Ø They identify under/over-spending trends, support forecasts, and alert the Programme Manager in time to make adjustments.
Ø They help ensure that procurement plans match the implementation schedule, and that critical supplies for health/nutrition/protection and DRR activities are ordered and delivered on time.
4) Risk, Issue, and Changes Management (as key input for periodic Project Review)
Ø The Officer maintains the project risks and issue log covering operational (access, security, supply chain), contextual, safeguarding, and compliance risks.
Ø They coordinate with Field managers and technical managers to update mitigation measures and follow-up implementation.
Ø When significant changes are needed (retarget, budget re-allocation, timeline adjustment, activation of crisis modifier), they flag to PgM and draft change request documentation and justification for the Programme Manager which will be submitted to HoP and Grant and Reporting Manager (GRM).

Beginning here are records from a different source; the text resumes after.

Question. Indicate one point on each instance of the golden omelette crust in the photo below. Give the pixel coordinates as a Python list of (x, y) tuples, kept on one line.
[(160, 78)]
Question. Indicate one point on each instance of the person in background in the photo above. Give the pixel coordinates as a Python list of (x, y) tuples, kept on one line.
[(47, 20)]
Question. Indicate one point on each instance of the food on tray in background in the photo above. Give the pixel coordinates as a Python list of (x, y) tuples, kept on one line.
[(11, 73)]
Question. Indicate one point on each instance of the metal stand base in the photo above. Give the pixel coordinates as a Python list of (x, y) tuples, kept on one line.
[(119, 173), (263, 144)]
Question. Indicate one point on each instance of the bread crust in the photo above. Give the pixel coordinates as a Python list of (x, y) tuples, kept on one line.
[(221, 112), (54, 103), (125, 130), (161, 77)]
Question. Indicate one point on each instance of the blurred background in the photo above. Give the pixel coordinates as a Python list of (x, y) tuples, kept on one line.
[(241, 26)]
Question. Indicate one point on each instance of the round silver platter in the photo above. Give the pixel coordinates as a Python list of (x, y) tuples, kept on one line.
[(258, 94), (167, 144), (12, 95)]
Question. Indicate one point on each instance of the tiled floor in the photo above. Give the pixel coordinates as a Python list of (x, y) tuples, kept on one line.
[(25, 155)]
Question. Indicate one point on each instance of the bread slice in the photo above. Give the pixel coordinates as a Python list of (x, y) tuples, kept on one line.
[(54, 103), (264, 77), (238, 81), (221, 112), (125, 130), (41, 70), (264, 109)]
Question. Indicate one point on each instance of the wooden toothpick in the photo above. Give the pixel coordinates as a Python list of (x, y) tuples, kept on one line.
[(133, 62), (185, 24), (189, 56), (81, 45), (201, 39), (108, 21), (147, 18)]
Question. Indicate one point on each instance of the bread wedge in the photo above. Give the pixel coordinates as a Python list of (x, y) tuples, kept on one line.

5) MEAL and Quality Assurance Support
Ø In collaboration with MEAL and technical managers the Officer ensures that the project ITT is integrated into the project routine (Monthly PAT) monitoring and reporting.
Ø He/she supports planning of assessments, baselines/endlines, PDMs, and protection risk analyses, and ensures that monitoring and evaluation findings are discussed with teams and feed into project adjustments.
Ø He/she helps to ensure CFRM are in place and functioning in close collaboration with accountability team, and that serious issues are escalated appropriately.
6) Reporting and Documentation (as per the Donor & organizational requirements)
Ø The Officer consolidates narrative and quantitative inputs from field team (respective provinces of the project), MEAL, and technical managers into high quality internal and external reports (monthly/quarterly/ internal update for project review workshop, donor interim and final reports).
Ø He/She ensures consistency between narrative, log frame, indicators, and financial information, and that cross-cutting issues (protection mainstreaming, gender, age, disability, AAP) are adequately reflected.
Ø He/She maintains structured project documentation (workplans, meeting minutes, reports, evidence) in line with donor and internal archiving standards.
7) External and Internal Representation (Delegated)
Ø When delegated by the Programme Manager (PgM), He/She participates in internal coordination meetings (regional coordination, sectoral meetings) and relevant external forums (Clusters/working groups, local authorities, partners) at project level.
Ø He/She presents project progress and constraints clearly, collects relevant information affecting implementation, and brings back key points and decisions to the Programme Manager and technical/field manager.